Chapter 110: Our Turn
A bloody sight welcomed Valens beyond the main gate of the Cathedral. Lines of men lying in their own dirt, being attended by prayers and lifemana of the Priests. It was busy work in the Blessed Father’s house, and those faces looked lost and confused more than ever.
Garran led them through the din with his sword clasped tight in his hands, people giving way as he and Dain bounded across with golden plates shining. Valens appreciated the fact that they were known here, unlike him, who happened to be a new recruit with not a lot to show for it.
These are all young men and women. Look at those faces. They don’t even know what the hell has happened.
Silencing the voices that told him men were dying around him proved disturbingly painful as he moved past them. He wished he couldn’t hear the frequencies—the gushing of blood and the sorrow of the cries, of the coughs and the choking tears, of the death creeping slowly to claim its price.
All for a bigger purpose, he reminded himself. He wasn’t a small gear in the giant machine that was the Empire now. Back then, his sole duty was to attend the wounded and think not much about it. Heal the wounded and get back, wait for the orders to come around.
Here, he was out searching for the one behind all of this. That was a mission beyond his troubles. A duty above anything else that he had ever done.

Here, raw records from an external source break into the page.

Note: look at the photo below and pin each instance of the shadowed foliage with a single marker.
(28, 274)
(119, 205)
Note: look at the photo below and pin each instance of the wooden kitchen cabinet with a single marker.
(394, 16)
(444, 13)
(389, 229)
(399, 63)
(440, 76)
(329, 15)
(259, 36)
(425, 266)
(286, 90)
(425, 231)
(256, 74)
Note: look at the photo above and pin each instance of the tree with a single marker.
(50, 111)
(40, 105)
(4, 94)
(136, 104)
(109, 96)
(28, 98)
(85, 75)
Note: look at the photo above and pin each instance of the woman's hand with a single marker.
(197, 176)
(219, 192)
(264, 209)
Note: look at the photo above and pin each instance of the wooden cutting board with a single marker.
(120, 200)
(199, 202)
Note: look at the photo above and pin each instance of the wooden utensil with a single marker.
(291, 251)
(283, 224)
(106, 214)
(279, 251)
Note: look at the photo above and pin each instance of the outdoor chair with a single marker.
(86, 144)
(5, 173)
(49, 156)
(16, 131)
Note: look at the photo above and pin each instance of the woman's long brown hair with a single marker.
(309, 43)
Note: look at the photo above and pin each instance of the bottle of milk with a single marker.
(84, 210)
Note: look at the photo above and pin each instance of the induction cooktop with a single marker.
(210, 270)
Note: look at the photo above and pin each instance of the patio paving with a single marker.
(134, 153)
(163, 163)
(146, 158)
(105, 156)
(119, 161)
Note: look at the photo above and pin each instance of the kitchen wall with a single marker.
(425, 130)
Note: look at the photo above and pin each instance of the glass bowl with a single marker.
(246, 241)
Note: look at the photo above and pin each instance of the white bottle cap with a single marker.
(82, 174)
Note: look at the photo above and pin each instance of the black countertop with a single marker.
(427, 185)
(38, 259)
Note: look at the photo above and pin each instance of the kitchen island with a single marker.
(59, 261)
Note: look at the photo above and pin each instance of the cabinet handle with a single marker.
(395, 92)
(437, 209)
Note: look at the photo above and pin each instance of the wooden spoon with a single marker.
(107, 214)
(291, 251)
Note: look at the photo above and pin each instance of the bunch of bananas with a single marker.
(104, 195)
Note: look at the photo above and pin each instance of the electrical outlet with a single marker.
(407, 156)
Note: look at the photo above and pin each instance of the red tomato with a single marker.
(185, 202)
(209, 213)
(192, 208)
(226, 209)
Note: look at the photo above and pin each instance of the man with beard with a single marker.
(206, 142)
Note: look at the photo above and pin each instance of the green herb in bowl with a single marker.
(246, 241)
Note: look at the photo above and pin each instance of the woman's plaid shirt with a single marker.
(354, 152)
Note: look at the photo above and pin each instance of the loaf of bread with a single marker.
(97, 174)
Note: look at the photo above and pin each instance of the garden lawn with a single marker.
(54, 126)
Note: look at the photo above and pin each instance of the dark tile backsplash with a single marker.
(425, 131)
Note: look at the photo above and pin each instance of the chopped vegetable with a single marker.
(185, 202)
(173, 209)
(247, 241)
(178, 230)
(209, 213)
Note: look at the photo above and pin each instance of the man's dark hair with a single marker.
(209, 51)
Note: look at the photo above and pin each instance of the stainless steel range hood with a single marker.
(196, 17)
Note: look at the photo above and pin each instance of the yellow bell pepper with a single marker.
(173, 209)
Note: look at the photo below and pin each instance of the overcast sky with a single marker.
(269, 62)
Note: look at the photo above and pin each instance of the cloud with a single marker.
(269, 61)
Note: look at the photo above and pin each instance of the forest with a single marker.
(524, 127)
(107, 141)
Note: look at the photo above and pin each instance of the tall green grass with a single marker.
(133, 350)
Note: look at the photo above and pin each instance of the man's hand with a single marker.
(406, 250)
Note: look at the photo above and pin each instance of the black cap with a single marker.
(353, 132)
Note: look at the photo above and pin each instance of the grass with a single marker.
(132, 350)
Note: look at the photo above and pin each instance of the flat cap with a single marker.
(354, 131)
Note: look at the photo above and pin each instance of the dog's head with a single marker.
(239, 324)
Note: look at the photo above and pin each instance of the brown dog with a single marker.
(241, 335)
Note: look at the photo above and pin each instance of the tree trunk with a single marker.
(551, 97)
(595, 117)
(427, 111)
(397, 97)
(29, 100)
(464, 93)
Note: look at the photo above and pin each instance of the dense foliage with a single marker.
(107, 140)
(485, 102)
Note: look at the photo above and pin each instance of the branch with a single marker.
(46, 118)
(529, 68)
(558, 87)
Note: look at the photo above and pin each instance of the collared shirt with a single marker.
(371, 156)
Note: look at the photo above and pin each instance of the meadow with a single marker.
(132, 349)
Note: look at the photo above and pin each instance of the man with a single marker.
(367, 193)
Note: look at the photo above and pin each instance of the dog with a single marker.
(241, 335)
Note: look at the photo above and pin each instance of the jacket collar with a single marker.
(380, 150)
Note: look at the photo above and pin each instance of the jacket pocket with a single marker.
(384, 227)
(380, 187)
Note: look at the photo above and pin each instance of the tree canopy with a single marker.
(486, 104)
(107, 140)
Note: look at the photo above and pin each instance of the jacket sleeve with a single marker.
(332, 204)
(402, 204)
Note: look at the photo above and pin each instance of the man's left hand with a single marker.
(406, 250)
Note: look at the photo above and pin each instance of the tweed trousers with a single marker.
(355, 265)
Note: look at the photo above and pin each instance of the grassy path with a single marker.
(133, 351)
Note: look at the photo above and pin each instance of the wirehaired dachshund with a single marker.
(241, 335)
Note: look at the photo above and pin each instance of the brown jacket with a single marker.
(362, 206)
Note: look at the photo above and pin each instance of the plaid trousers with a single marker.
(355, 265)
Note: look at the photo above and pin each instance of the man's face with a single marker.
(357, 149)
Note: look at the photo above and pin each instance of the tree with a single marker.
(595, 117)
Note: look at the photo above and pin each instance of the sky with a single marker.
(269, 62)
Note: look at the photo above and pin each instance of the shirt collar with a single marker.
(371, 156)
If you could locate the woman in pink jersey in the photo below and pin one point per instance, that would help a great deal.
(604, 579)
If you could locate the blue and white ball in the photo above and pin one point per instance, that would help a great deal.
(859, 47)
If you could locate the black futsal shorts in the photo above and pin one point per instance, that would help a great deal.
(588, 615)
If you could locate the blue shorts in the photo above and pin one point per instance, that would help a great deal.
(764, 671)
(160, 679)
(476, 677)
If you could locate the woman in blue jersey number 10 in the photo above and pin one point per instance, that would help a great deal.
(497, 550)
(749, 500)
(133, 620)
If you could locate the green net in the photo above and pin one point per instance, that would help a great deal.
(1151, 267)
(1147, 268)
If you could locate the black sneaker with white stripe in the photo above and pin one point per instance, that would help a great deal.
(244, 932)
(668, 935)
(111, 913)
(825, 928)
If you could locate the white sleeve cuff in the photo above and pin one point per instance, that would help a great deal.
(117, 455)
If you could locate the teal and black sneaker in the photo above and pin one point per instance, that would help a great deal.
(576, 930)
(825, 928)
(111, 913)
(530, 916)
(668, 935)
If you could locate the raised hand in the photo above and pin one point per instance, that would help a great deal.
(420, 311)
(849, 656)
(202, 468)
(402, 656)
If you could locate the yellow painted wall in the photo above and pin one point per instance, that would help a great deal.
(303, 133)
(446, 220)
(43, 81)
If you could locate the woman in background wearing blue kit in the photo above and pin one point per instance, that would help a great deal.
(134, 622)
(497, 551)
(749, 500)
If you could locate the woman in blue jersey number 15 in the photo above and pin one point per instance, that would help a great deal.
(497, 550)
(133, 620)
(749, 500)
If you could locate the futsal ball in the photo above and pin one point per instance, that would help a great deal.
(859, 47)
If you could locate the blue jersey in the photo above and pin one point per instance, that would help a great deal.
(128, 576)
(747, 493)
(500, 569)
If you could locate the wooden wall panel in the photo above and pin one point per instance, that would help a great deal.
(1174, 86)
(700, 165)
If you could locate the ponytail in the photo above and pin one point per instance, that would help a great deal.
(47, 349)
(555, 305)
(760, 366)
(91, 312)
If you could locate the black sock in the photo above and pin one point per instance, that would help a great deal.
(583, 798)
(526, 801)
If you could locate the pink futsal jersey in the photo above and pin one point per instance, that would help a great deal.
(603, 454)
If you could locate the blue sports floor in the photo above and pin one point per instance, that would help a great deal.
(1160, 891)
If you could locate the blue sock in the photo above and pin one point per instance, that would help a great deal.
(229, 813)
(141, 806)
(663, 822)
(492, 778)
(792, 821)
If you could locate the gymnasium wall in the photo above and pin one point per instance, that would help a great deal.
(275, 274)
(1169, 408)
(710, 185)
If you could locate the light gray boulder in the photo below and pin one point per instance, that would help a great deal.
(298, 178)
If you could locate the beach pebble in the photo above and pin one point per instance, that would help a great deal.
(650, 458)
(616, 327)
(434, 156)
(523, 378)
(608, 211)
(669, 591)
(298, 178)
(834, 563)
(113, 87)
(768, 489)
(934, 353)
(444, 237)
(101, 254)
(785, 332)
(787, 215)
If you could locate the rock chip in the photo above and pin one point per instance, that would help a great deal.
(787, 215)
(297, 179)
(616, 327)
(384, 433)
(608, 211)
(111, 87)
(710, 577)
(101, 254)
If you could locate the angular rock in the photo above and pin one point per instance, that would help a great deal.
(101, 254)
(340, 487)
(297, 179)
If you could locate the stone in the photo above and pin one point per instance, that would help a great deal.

Trouble was, the voices weren’t just muttering about the Healer within him. They tried reaching for the Mage, telling him that it was high time he cast the other side into the oblivion. Let go of the pain and the past—become a man of his own. This had nothing to do with him. So long as he embraced these urges and let the Apathy take control, he wouldn’t have to endure this heavy pressure.
That’d be the easy way of doing this.
Felt like a coward’s thinking, however.
“I’m not made for this place,” Nomad grunted after him, dragging himself, wincing down the hallway, lips stretched into a tight frown. “Not entirely made out of sacred material, you see? These walls are creeping over me.”
“Don’t worry,” Valens said, waving a finger at him. “I’ll put a stop to them if they ever get too close.”
“Right,” Nomad forced out a smile. “Forgot I have you here.”